Das Muschelessen

vanderbeke-1Demontage einer verlogenen Idylle

Gleich ihr Erstling «Das Muschelessen» hat Birgit Vanderbeke 1990 den Ingeborg-Bachmann-Preis eingebracht. Diese Erzählung ist bis heute ihr bekanntestes Werk geblieben und wird inzwischen auch als Schullektüre benutzt, nicht immer zur Freude der Schüler, wie man dem Internet entnehmen kann. In ihrer Geschichte finden sich einige Parallelen zur Vita der Autorin, obwohl sie jedwede biografische Ähnlichkeit natürlich verneint. Wer das Buch gelesen hat, weiß warum!

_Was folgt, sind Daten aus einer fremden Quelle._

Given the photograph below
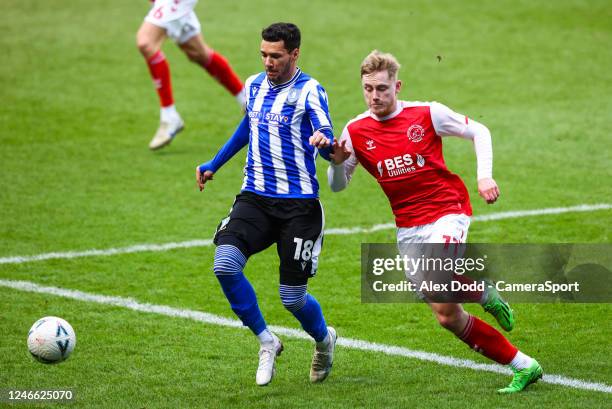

Ich-Erzählerin ist die gerade volljährig gewordene Tochter eines Ehepaares, das aus der DDR nach Westdeutschland übergesiedelt war und sich dort zur Zeit des Wirtschaftswunders, verbissen und zielstrebig, ein neues Leben aufgebaut hat. Der Vater ist als Mathematiker in hervorgehobener Position tätig, die Mutter arbeitet als Lehrerin, der Bruder ist wie die Erzählerin noch Schüler. Die Handlung erstreckt sich zeitlich über knapp vier Stunden eines Abends, an dem es Muscheln geben soll, das Lieblingsessen des Vaters. Als der sonst überpünktliche Vater um 18 Uhr noch nicht eingetroffen ist, beginnen die Drei sich zögernd über die ekligen Miesmuscheln zu unterhalten, die außer dem Vater eigentlich niemand richtig mag in der Familie. Je später es wird, desto anklagender werden die Gespräche über den abwesenden Vater und dessen despotisches Gehabe, dem alle devot folgen müssen ohne aufzumucken, der penible Ordnung verlangt und immer das letzte Wort haben muss als Oberhaupt einer richtigen Familie, wie er es immer nennt. Eine inzwischen geöffnete Spätlese löst allen die Zunge, die Anklagen gegen den Vater werden immer drastischer, auch die anfänglich noch zurückhaltende Mutter begehrt zunehmend auf gegen ihren Mann, ob es nun um die Finanzen geht oder das Konzertabonnement, das Urlaubsziel oder das strenge Reglement im Tagesablauf, vor allem aber seine Brutalität bei dem, was er die Erziehung seiner Kinder nennt, die in Wahrheit eher einer Dressur gleichkommt. Am Ende erwähnt die Mutter zum Schrecken der Kinder sogar die mythische Königstochter Medea, «Alle vergiften, und dann ist Ruhe» sagt sie. Als um Viertel vor zehn schließlich das Telefon klingelt, geht die Mutter nicht ran, schüttet die inzwischen schlecht gewordenen Muscheln in den Mülleimer und sagt zum Sohn: «Würdest du bitte den Müll runter tragen». Mit diesem symbolträchtigen Satz endet die Erzählung.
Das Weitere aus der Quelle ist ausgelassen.